We are emotionally concerned about the people who work in the NHS and for some these feelings are overriding, and diverting from, the crucial requirements to keep it a sacred service. Our own providing of PPE, calls for people to stitch and sew scrubs, and providing food and beverages are a natural response of our humanity, of caring for each other, but this encourages us to treat the NHS as a charity, which it is not. It was created as a publicly funded service for the benefit of all. I fear that how we are currently encouraged to approach the NHS is an indication of where those in power with vested interests want to see the NHS go - finances funnelled as a lucrative business for the few and a charity on its knees with our humanity being abhorrently manipulated into the public sowing surgeons' scrubs. I am sorry if anyone perceives this as a criticism of their own actions to support NHS key workers. The only criticism I have is for the many influencing powers that prevent the NHS receiving what it should - our money. In full.


Branson's personal net worth is estimated at $5.1 billion. Branson has currently set up Virgin Money Giving where you can donate £5 or more to the NHS. The NHS is now a charity. But hang on. Virgin receive almost 5% of whatever donation you give. This is the embodiment of a manipulating sentimentality as it is described by Wikipedia - 'a reliance on shallow, uncomplicated emotions at the expense of reason.'


We are beginning to see the individuals, companies and businesses that are ruthless in their exploitation of the current situation. Those who were always exploitative - in fact it's what their business model is based on - it's just that it's all becoming more apparent to us. The CEOs of many of the world's largest corporations stepped down or sold their shares at the beginning of the global effect of the virus - there are lots of very rich people just got a whole lot richer, which means they just got a whole lot more powerful. Jeff Besos, owner of Amazon, is the world's wealthiest person. He sold shares in Amazon in February, just before the COVID-19 crash, and he is £4 billion wealthier now, worth an estimated £114 billion. One person. This one person is the most influential person in the world. Or is he?

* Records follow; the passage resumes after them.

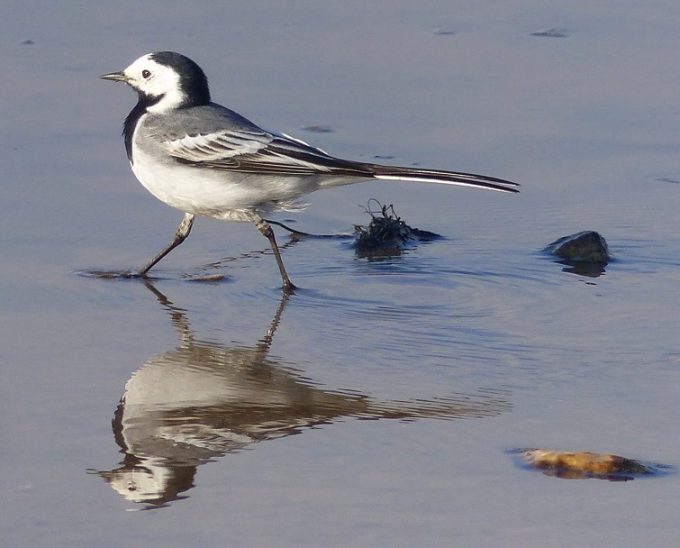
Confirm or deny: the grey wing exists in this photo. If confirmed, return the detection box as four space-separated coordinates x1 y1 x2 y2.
163 128 371 176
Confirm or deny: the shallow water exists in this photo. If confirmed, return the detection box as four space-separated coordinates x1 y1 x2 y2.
0 0 680 546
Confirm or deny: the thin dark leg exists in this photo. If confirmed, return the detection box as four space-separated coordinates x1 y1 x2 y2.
253 215 296 292
139 213 194 277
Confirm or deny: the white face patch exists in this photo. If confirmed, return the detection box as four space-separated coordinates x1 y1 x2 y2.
123 53 186 113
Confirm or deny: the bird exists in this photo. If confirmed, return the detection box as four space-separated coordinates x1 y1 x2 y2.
101 51 519 291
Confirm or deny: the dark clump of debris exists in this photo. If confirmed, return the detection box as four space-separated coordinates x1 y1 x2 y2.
543 230 611 277
354 200 441 256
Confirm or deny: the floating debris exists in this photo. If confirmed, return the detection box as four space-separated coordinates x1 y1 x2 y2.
529 28 569 38
517 449 657 481
354 199 441 256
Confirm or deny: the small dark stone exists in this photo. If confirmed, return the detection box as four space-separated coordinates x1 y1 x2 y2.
302 126 335 133
530 29 569 38
544 230 611 265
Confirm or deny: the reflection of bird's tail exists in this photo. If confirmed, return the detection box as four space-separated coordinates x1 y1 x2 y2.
355 390 512 420
365 164 519 192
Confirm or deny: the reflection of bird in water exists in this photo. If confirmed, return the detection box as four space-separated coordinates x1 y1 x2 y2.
98 283 510 505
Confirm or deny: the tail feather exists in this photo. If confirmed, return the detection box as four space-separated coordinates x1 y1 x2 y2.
366 164 519 192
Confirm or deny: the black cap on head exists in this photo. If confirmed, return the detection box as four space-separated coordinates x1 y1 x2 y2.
151 51 210 105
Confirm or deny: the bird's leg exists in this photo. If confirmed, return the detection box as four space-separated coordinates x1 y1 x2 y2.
253 214 296 293
139 213 194 277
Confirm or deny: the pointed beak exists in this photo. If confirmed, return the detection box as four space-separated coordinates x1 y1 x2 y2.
100 71 127 82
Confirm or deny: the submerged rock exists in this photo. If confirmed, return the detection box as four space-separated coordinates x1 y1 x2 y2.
520 449 655 481
543 230 611 278
354 200 441 256
544 230 611 264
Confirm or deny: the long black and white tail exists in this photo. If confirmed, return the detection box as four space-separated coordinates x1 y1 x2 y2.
366 164 519 192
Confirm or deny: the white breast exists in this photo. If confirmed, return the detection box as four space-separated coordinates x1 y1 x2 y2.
130 114 318 221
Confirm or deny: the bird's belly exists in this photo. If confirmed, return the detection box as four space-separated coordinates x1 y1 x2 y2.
131 148 319 220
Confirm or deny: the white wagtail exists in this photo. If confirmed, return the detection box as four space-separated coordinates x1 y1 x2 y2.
102 51 518 290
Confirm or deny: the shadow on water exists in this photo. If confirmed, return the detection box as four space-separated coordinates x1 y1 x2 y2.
93 282 511 507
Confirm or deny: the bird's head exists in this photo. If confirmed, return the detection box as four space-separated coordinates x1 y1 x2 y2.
102 51 210 113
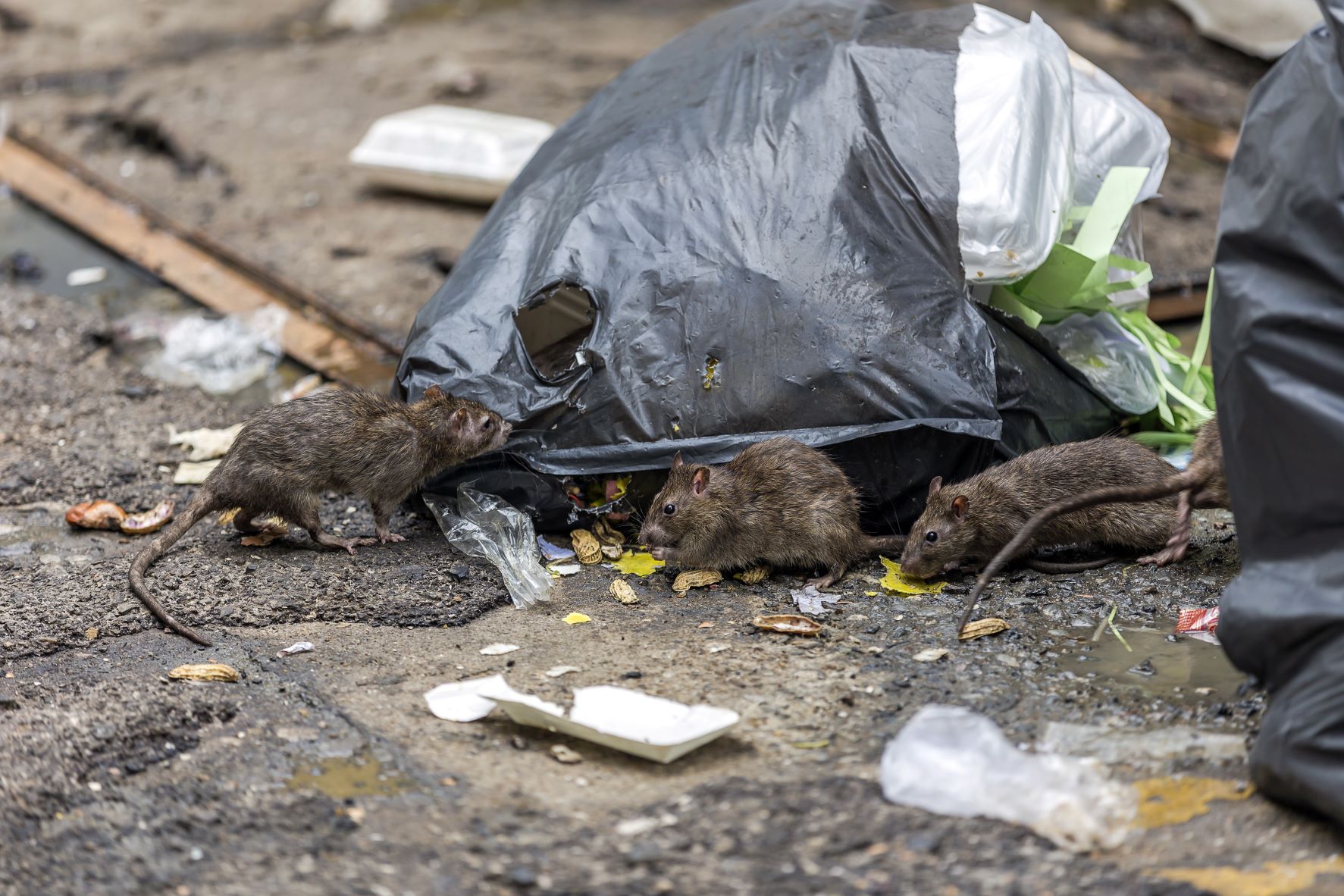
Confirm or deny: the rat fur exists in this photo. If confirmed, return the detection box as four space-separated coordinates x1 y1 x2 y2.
640 438 904 588
130 386 511 646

We are in the process of redefining our systems and our economic landscape too. We now have the opportunity to support and finance businesses with ethics, morals and principles that are aligned with our own. With the whirlwinds of our lives slowing to a gentle breeze, we no longer need to purchase out of quickness or convenience, we can take a little time to consider.

Money is a form of energy exchange. We not only financially fund a business, organisation or corporation when we buy their products, we active support them energetically. The current situation means that we can be a little more considered in where our energy goes. And at a critical time of energetic transformation such as this, this is incredibly important.